- 民法第402条
- 債権の目的物が金銭であるときは、債務者は、その選択に従い、各種の通貨で弁済をすることができる。ただし、特定の種類の通貨の給付を債権の目的としたときは、この限りでない。
- 債権の目的物である特定の種類の通貨が弁済期に強制通用の効力を失っているときは、債務者は、他の通貨で弁済をしなければならない。
- 前2項の規定は、外国の通貨の給付を債権の目的とした場合について準用する。
条文の趣旨と解説
金銭の給付を目的とする債権(「金銭債権」といいます。)については、特約がない場合、各種の通貨をもって支払うことができます(本条1項本文)。

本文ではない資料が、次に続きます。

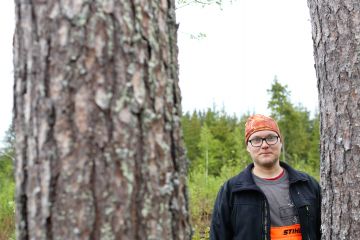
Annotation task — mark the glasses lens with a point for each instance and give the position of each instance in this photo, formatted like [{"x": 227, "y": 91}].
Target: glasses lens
[
  {"x": 256, "y": 142},
  {"x": 271, "y": 140}
]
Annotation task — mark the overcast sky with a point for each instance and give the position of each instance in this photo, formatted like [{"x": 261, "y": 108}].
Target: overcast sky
[{"x": 246, "y": 45}]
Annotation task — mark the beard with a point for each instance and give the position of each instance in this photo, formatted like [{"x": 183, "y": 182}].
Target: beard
[{"x": 267, "y": 161}]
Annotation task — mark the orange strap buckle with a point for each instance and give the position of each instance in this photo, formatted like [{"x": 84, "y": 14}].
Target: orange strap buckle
[{"x": 292, "y": 232}]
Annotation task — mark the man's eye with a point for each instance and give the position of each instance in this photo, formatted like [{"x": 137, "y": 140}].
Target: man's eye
[{"x": 271, "y": 138}]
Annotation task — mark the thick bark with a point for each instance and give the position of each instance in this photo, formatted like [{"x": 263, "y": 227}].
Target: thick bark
[
  {"x": 97, "y": 111},
  {"x": 336, "y": 38}
]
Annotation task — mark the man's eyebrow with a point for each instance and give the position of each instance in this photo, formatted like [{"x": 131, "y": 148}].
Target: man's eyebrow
[{"x": 269, "y": 135}]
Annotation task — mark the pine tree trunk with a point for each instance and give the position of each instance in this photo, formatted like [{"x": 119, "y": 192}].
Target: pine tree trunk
[
  {"x": 336, "y": 38},
  {"x": 99, "y": 152}
]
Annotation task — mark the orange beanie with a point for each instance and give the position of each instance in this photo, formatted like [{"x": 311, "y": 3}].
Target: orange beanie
[{"x": 260, "y": 122}]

国内における通貨は、貨幣及び日本銀行券とされています(通貨の単位及び貨幣の発行等に関する法律2条3項)。日本銀行券は枚数に制限なく強制通用力が認められますが(日本銀行法46条2項)、貨幣については、額面価格の20倍までに限り、強制通用力を有します(通貨の単位及び貨幣の発行等に関する法律7条)。
特定の種類の通貨の給付を債権の目的とした場合
特約により、特定の種類の通貨の給付を債権の目的とすることもできます(本条1項ただし書)。このような特約をした場合においても、弁済期にその通貨が強制通用力を失っているときは、債務者は、他の通貨をもって弁済しなければなりません(本条2項)。
外国通貨の給付を債権の目的とした場合
外国通貨の給付を債権の目的とした場合、債務者は、外国通貨の各種の通貨で弁済することができます(本条3項において準用する本条1項)。
外国通貨のうち特定の種類の通貨を給付の目的とした場合に、その特定の種類の通貨が強制通用力を失っているときは、債務者は、他の外国通貨をもって弁済しなければなりません(本条3項において準用する本条2項)。
なお、民法403条によって、債務者は、外国の通貨で弁済をせずに、日本の通貨で弁済をすることもできます。